Two other federal policy changes would also open up large P3 opportunities. One is to clarify PABs legislation to make it clear that this kind of revenue-based financing can be used not just for new (greenfield) projects but also to rebuild/replace/modernize aging infrastructure, such as obsolete Interstate bridges and entire long-distance Interstate highway corridors. The other is to liberalize federal tolling restrictions.

The Transportation Research Board’s massive 2018 study on the future of the Interstates estimated the cost of rebuilding and modernizing this critically important asset as about $1 trillion over the next several decades. Yet there is no mention of this huge need in any of the current infrastructure proposals.

Congress could at least open the door by allowing willing states to use toll financing and public-private partnerships to begin rebuilding Interstates, which are this country’s most valuable transportation asset. That could be enabled simply by expanding the current Interstate System Reconstruction and Rehabilitation Pilot Program (ISRRPP) to all 50 states and all their Interstate corridors. Unfortunately, the House surface transportation reauthorization bill would actually abolish ISRRPP rather than expanding it.

What we don’t need right now are public officials singling out some of the best megaprojects and candidates to be public-private partnerships to get ‘free’ federal taxpayer money instead of using P3s. Alas, that is what President Biden did in May, stressing the federal government’s role in infrastructure on the site of Louisiana’s planned toll-financed P3 to replace the obsolete I-10 bridge in Lake Charles. 

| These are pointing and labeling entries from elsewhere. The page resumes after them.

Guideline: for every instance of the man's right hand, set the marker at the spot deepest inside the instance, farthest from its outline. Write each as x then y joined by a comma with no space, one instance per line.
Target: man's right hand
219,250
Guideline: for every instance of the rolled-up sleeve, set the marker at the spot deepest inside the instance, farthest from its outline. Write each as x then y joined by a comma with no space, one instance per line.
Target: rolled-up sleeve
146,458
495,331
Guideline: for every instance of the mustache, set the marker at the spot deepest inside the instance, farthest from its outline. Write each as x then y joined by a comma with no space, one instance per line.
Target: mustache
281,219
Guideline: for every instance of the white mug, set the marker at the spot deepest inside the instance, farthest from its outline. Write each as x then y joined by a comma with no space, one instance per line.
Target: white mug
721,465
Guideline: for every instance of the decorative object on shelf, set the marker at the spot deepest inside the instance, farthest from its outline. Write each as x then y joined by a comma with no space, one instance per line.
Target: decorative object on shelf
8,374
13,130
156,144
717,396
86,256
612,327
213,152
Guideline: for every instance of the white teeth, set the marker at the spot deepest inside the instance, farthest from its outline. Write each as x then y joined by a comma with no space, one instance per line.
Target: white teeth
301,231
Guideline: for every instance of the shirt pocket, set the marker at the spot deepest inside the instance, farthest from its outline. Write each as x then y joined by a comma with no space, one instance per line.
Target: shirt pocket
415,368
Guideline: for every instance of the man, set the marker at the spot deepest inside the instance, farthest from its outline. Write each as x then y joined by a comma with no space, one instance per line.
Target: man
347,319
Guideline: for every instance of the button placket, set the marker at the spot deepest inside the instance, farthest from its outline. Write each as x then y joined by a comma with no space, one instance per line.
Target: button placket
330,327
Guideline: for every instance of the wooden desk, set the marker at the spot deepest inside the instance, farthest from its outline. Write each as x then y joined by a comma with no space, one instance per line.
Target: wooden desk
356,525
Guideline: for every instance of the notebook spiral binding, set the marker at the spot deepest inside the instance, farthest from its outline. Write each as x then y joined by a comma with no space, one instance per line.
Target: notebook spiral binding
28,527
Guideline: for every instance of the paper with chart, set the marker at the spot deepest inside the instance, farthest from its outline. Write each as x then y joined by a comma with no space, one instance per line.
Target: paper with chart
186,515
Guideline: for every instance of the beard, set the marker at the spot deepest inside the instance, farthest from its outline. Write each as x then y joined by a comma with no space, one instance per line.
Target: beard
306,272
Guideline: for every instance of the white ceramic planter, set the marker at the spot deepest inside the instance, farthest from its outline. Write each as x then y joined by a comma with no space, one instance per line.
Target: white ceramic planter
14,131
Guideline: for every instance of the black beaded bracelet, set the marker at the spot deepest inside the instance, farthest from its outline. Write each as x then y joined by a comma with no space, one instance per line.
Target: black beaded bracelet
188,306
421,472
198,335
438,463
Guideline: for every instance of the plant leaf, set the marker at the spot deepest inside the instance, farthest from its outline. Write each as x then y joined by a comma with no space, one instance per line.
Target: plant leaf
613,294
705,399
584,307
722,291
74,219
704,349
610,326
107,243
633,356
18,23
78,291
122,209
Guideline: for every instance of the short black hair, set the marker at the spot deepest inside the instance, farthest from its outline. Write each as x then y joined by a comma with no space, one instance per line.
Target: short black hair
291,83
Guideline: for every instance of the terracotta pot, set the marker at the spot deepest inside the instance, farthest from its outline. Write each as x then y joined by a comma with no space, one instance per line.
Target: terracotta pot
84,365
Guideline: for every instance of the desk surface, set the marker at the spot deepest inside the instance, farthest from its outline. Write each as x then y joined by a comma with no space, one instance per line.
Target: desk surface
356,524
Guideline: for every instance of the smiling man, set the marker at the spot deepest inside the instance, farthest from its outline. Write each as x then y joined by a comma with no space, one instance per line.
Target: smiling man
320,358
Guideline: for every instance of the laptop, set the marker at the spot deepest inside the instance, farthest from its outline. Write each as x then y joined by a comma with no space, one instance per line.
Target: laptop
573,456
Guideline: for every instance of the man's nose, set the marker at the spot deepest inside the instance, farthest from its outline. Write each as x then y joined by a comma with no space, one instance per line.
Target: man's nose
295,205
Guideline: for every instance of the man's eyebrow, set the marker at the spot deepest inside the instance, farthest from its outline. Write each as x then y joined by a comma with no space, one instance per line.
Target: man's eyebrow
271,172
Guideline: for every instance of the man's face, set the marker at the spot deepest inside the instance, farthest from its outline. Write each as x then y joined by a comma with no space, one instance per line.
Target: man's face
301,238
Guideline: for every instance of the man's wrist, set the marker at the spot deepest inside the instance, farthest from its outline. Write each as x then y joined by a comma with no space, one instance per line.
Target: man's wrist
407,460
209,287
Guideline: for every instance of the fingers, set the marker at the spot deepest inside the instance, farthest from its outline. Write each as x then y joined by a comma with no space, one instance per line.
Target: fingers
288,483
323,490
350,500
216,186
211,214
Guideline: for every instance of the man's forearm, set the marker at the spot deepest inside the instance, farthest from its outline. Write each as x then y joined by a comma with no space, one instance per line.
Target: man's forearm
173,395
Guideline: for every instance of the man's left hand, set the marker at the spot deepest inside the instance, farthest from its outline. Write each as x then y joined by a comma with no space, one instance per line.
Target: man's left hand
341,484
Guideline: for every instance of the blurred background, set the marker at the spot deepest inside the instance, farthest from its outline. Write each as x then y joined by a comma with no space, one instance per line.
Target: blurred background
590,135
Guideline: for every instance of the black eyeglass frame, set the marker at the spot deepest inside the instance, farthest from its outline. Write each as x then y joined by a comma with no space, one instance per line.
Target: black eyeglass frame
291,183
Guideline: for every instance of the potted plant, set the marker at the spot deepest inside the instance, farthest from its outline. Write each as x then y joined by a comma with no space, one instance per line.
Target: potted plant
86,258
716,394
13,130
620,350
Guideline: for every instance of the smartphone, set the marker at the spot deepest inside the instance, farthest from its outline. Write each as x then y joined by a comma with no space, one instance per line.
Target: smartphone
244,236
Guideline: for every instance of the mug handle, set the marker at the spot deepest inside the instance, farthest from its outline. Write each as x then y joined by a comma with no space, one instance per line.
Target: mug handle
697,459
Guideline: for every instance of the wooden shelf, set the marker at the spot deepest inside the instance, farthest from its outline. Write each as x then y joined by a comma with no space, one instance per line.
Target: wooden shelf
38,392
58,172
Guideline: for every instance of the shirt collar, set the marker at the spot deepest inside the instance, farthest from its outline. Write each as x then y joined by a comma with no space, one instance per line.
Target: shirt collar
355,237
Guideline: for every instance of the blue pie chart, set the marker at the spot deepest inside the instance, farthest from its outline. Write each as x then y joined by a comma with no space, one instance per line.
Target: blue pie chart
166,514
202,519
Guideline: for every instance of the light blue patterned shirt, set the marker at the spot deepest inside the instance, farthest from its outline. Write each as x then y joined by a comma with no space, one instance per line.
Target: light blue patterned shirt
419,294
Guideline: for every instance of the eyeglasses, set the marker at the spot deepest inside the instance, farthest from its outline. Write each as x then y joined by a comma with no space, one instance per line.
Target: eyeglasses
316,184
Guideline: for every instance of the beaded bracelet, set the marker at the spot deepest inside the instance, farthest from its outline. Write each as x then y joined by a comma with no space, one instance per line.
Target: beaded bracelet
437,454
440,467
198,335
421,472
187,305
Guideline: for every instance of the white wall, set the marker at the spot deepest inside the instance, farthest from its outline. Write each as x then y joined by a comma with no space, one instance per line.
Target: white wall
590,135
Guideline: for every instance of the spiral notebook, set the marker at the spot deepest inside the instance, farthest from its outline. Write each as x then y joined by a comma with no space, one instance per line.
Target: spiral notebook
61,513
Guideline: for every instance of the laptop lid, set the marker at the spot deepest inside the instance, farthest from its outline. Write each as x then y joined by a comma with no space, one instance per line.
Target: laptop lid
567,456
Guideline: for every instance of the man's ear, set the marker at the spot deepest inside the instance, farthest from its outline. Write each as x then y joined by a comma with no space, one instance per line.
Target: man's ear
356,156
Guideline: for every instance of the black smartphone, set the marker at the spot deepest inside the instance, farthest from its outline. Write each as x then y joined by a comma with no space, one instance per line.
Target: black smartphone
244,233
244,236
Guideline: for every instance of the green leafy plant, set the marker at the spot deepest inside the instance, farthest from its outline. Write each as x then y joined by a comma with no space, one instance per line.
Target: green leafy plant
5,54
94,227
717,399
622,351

The business community—groups like the Business Roundtable, national Chamber of Commerce, National Association of Manufacturers, etc—should be speaking out strongly in favor of private capital investment in needed megaprojects, where the potential for cost overruns and other risks can be shifted to the shoulders of investors, rather than hapless taxpayers.

Public pension funds, too, which want to invest in P3 infrastructure (and are doing so mostly overseas due to too few U.S. projects) should also be speaking out. Ensuring the retirement security of public employees would be yet another bipartisan argument in favor of a larger role for P3s in America’s infrastructure.

A version of this column first appeared in Public Works Financing.